Keywords: diabetes mellitus; heart failure; insulin receptor; insulin resistance; myocardium.


Figure 1
Figure 1. Schematic of insulin signaling pathway
Simplified summary of key elements involved in insulin signal transduction that ultimately regulate multiple cellular processes. Upon binding to its ligand, insulin and IGF-1 receptors undergo autophosphorylation, which increases their tyrosine kinase activities. Tyrosine phosphorylation and activation of the docking proteins insulin receptor substrates 1 and 2 (IRS1/2), engages regulatory subunits of the phosphatidylinositol-3-kinase (PI3K) that generates phosphatidylinositol 3,4,5 tris phosphate (PIP3) from phosphatidylinositol 3,4, bis phosphate (PIP2). The serine threonine kinases phosphoinositide dependent protein kinase 1 (PDPK1) and Akt1 or Akt2 bind to PIP3 by their PH domains. PDPK1 phosphorylates Akt on Thr 308 and mTORC2 phosphorylates Akt1/2 on Ser 473. Once activated, Akt in turn phosphorylates multiple targets of which a subset is shown.
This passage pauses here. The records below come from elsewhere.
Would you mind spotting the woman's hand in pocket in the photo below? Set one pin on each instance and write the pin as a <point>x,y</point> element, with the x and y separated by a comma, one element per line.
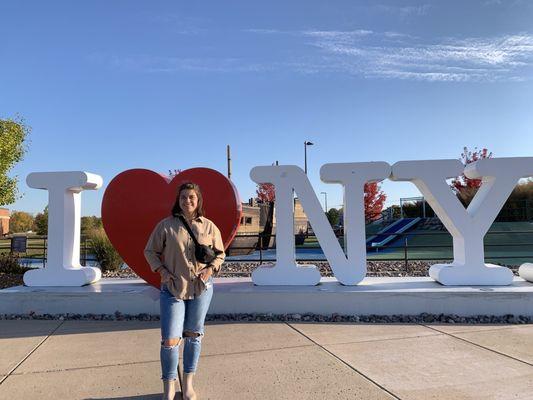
<point>165,275</point>
<point>206,273</point>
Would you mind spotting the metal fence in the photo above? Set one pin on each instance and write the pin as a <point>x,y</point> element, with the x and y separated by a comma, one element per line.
<point>37,248</point>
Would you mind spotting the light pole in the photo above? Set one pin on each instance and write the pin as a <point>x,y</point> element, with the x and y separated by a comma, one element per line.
<point>306,143</point>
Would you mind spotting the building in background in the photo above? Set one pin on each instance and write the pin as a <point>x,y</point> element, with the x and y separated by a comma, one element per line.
<point>4,221</point>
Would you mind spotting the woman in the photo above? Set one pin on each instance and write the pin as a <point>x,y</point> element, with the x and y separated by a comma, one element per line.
<point>186,284</point>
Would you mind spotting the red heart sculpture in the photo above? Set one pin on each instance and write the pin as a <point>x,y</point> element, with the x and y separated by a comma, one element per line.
<point>137,199</point>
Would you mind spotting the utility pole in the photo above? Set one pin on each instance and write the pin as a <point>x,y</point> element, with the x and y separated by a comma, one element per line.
<point>306,143</point>
<point>229,161</point>
<point>325,200</point>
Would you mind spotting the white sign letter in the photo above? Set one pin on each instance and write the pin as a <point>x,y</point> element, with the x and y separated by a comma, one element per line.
<point>64,208</point>
<point>350,270</point>
<point>287,178</point>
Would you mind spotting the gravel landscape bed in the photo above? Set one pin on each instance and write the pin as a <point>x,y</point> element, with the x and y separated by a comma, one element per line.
<point>244,269</point>
<point>374,268</point>
<point>423,318</point>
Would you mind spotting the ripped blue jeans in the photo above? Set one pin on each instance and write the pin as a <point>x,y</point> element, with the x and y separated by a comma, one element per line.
<point>179,316</point>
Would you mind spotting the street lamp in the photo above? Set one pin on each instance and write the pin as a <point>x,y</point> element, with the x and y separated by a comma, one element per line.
<point>325,200</point>
<point>306,143</point>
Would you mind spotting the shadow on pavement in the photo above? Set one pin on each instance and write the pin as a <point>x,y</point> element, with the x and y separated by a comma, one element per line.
<point>156,396</point>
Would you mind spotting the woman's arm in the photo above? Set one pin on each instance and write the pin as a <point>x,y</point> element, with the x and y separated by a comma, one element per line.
<point>154,250</point>
<point>218,247</point>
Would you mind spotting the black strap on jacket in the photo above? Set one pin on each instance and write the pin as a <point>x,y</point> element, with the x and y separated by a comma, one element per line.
<point>184,221</point>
Phosphorylation of these targets induces pleiotropic cellular responses: Bcl2 phosphorylation inhibits apoptosis, FOXO protein phosphorylation promotes nuclear exclusion, thereby repressing the expression of FOXO-regulated transcripts that mediate autophagy and apoptosis. TSC1/2 phosphorylation promotes mTOR activation, which increases mRNA translation, promotes protein synthesis, cell growth, mitochondrial fusion and also inhibits autophagy. Phosphorylation of glycogen synthase kinase (GSK) removes the repression of glycogen synthase, which in concert with increased availability of glucose promotes glycogen synthesis. Phosphorylation of endothelial nitric oxide synthase (NOSIII) or eNOS by Akt increases the generation of nitric oxide (NO) to promote vasodilation. Akt phosphorylation mediates the translocation of vesicles containing the GLUT4 glucose transporter in part by phosphorylating downstream targets such as AS160 (not shown), leading to increased glucose transport following insertion into the plasma membrane. Akt also mediates in part, translocation of the fatty acid translocase CD36. Insulin signaling also promotes activation of the mitogen activated protein kinases (ERK1/2) to increase the expression of various genes.
Figure 2
Figure 2. Summary of mechanisms that lead to insulin resistance in heart failure or in the metabolic syndrome
Signaling events in skeletal muscle, liver, adipose tissue and brain (not shown) impair insulin signaling in each respective organ leading to metabolic perturbations as illustrated, which alter the systemic milieu in ways that may adversely impact cardiac structure and function.
Figure 3
Figure 3. Molecular mechanisms linking increased or decreased insulin signaling with adverse left ventricular (LV) remodeling and heart failure progression
In early stages of heart failure mediated by pressure overload, or in the early stages of the metabolic syndrome, hyperinsulinemia leads to activation of insulin receptor substrate 1(IRS1) and Akt1 to promote pathological hypertrophy, mitochondrial dysfunction and decreased autophagy, which contribute to accelerated LV remodeling. As heart failure progresses, despite systemic hyperinsulinemia insulin signaling pathways may become desensitized leading to loss of cytoprotective consequences of Akt signaling and persistent nuclear localization of forkhead (FOXO) proteins that will accelerate heart failure by various mechanisms such as increased apoptosis and exacerbation of lipotoxicity.